# People asked for butchery videos. So here we go.



## ChuckTheButcher (Jul 17, 2013)

This is me doing a beef round demo at some media BS for my restaurant.http://www.youtube.com/watch?v=gnfLFQZOk-Y


----------



## ThEoRy (Jul 17, 2013)

Very cool. Thanks!


----------



## Mucho Bocho (Jul 17, 2013)

Thanks Chuck but the video didn't really show us what you were doing. You might check out Theorys videos on fish butchery. They're very well done. I will say that that quarter that you were butchering looked like quality meat. It looks aged too, was it? Thanks for sharing.


----------



## ChuckTheButcher (Jul 17, 2013)

I'll see if I can find something more detailed. That's an edited video some blogger put on YouTube.


----------



## bkdc (Jul 17, 2013)

I live two blocks from this place. I need to stop by for a meal.


----------



## Lucretia (Jul 17, 2013)

Does anyone else have a wild urge to buy one of those hooks and dress up like a pirate? irate1:


----------



## WildBoar (Jul 17, 2013)

bkdc said:


> I live two blocks from this place. I need to stop by for a meal.


Maybe a little later in the summer we can organize a KKF dinner over there. My wife and I really want to try it out.


----------



## ChuckTheButcher (Jul 17, 2013)

bkdc said:


> I live two blocks from this place. I need to stop by for a meal.

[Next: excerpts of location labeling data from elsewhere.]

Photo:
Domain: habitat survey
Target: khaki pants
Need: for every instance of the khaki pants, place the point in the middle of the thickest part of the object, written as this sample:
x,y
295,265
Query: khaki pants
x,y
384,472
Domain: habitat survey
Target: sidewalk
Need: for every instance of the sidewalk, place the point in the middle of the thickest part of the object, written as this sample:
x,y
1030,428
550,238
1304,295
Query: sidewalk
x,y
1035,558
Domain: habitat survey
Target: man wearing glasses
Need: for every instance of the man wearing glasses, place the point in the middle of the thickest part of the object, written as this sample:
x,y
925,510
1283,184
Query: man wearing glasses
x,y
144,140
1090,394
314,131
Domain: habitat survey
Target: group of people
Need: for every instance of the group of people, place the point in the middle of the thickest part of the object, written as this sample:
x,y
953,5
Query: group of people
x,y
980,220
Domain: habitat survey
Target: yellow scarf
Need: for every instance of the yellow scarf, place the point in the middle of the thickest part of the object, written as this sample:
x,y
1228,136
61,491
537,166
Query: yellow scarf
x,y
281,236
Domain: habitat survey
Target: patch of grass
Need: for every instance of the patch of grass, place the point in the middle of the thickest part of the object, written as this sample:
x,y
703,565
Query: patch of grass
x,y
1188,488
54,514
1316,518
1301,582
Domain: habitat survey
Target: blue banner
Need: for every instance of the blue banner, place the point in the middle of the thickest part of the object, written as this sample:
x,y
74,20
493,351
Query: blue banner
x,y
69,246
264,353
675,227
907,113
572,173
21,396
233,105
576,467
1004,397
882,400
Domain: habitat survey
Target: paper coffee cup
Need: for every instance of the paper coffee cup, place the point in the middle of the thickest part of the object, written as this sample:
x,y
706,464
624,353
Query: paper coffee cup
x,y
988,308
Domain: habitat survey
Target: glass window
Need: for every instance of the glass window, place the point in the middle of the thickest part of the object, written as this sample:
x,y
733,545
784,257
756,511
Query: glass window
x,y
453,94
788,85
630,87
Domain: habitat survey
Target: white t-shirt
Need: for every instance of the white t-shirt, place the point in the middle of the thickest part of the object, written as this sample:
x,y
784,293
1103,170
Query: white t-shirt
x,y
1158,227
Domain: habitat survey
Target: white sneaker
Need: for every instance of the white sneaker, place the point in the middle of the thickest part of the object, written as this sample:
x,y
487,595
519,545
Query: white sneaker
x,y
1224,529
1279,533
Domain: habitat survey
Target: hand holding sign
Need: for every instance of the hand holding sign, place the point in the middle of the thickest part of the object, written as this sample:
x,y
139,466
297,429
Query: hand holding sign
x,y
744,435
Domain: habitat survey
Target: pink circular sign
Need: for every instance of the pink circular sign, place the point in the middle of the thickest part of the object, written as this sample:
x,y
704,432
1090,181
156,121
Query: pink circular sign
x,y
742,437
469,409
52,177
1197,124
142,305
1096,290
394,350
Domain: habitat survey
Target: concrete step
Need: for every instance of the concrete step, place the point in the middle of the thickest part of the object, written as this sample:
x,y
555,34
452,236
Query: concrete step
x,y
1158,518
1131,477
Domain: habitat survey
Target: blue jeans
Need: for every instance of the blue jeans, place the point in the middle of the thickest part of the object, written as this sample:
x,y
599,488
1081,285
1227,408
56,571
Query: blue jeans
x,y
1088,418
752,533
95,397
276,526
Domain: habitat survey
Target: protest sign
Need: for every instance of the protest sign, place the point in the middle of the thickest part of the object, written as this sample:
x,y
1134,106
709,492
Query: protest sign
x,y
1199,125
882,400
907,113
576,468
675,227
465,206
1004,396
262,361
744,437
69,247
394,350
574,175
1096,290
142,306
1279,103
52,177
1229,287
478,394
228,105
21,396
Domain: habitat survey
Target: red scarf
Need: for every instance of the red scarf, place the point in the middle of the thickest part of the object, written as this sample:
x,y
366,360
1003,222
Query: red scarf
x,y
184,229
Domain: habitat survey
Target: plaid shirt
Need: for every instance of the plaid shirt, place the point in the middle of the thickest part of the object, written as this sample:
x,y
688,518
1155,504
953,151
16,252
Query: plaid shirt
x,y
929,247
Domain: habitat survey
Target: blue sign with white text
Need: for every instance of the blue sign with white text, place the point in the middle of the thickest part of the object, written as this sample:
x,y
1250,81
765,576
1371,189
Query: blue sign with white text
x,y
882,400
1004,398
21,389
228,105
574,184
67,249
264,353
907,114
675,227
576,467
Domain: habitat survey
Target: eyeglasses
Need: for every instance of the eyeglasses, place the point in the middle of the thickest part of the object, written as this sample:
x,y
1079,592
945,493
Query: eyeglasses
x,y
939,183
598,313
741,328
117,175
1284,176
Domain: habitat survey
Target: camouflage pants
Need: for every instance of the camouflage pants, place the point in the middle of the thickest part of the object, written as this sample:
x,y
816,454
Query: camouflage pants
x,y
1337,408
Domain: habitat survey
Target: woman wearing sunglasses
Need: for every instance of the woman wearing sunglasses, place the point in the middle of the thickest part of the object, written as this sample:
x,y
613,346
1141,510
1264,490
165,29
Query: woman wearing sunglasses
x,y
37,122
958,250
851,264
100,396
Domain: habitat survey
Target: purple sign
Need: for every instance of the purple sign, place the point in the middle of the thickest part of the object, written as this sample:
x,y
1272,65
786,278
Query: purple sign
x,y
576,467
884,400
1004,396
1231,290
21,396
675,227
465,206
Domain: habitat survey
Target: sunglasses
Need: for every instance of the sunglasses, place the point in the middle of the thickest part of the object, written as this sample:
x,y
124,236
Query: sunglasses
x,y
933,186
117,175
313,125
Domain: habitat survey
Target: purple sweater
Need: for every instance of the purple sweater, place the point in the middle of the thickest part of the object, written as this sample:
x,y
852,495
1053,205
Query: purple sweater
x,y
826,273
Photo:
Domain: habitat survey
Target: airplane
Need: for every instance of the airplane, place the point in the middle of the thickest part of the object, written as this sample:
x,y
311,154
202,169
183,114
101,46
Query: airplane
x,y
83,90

Stop by anytime. I would love to plan a forum dinner. Be sure to let me know if you plan on stopping in.


----------



## toddnmd (Jul 18, 2013)

I'm in Rockville, and would definitely be interested in a forum dinner!


----------



## tkern (Jul 18, 2013)

I'm down for it.


----------



## knyfeknerd (Jul 18, 2013)

If you guys arrange something far enough in advance maybe I (and some others if interested) could all head up that way. 
I'd love to eat at Travis' place as well.


----------



## skiajl6297 (Jul 18, 2013)

I'm also interested in participating!


----------



## ChuckTheButcher (Jul 18, 2013)

I would like to go to Travis' as well. Still haven't had a chance to get down there.


----------



## Mucho Bocho (Jul 18, 2013)

Chris, If you want to make a run up north maybe I'll join you too


----------



## toddnmd (Jul 18, 2013)

Is Travis Tkern? Or someone else?


----------



## WildBoar (Jul 18, 2013)

yes, tkern.

I believe he is currently off on Wednesdays and Thursdays. A visit to Chuck may be best on a Thursday, as I think he may often be off on Wednesdays.


----------



## tkern (Jul 18, 2013)

A MD/DC/VA restaurant crawl? definitely.


----------